Amiruddin menyebutkan jika pemerintah melalui Menkopolhukam menyelesaikan pelanggaran HAM berat masa lalu melalui pengadilan HAM (yudisial), harus segera di koordinasikan dan ditindaklanjuti dengan berbagai instansi terkait. Sementara, jika pemerintah menempuh jalur non-yudisial mekanismenya harus jelas dan transparan.
Terkait hal ini, Beka Ulung Hapsara menambahkan bahwa pemerintah juga harus memerhatikan korban pelanggaran HAM berat masa lalu.
“Pemerintah harus melakukan pemulihan korban dan juga pemenuhan hak-hak korban, melalui konseling, konsultasi, menghilangkan trauma, bantuan medis korban, serta penghapusan stigma negatif terhadap korban dan keluarga korban,” tutur Beka.
Kedua, penanganan konflik sumber daya alam (SDA) masih menjadi pengaduan yang banyak disampaikan ke Komnas HAM. Berbagai isu konflik SDA masih mewarnai dalam perjalanan Pemerintahan Presiden Jokowi pada periode pertama. Wakil Ketua Eksternal Komnas HAM Sandrayati Moniaga pun mencermatinya melalui penerapan Reforma Agraria melalui Perpres Nomor 86 Tahun 2018.
Tindak lanjutnya oleh pemerintah, urai Sandra, masih sangat minim. Pemerintah hanya menerbitkan sertifikat individual, pemulihan tanah-tanah secara kolektif belum dilakukan.
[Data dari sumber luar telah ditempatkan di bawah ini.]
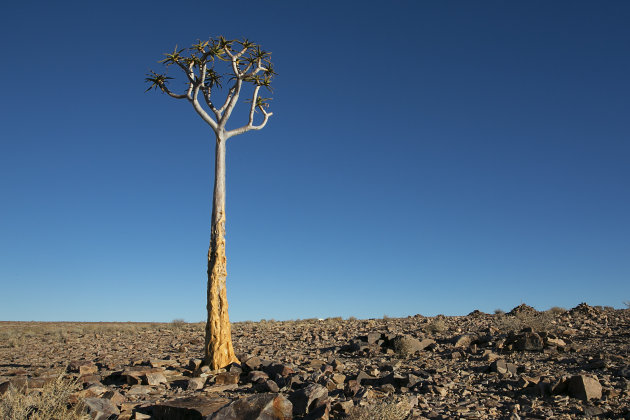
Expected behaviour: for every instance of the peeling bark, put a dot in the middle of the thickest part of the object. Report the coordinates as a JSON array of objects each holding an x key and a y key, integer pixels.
[{"x": 218, "y": 349}]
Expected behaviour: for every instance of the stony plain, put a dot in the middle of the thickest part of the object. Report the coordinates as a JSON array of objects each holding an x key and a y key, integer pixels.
[{"x": 524, "y": 364}]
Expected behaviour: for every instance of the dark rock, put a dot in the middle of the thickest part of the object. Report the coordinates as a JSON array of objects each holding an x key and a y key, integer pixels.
[
  {"x": 100, "y": 408},
  {"x": 464, "y": 340},
  {"x": 527, "y": 341},
  {"x": 584, "y": 387},
  {"x": 196, "y": 383},
  {"x": 373, "y": 337},
  {"x": 503, "y": 367},
  {"x": 406, "y": 346},
  {"x": 303, "y": 399},
  {"x": 253, "y": 363},
  {"x": 523, "y": 309},
  {"x": 226, "y": 378},
  {"x": 256, "y": 407},
  {"x": 321, "y": 412},
  {"x": 365, "y": 379},
  {"x": 190, "y": 408}
]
“Konflik-konflik agraria harusnya jadi prioritas. Reforma agararia tidak dapat dilakukan jika konflik tidak diselesaikan,” tegas Sandra.
Banyak potensi pelanggaran HAM dalam konteks pembangunan infrastruktur, diakui Sandra, terjadi di sektor pembangunan infrastruktur yang tidak didahului dengan penyelesaian konflik agraria.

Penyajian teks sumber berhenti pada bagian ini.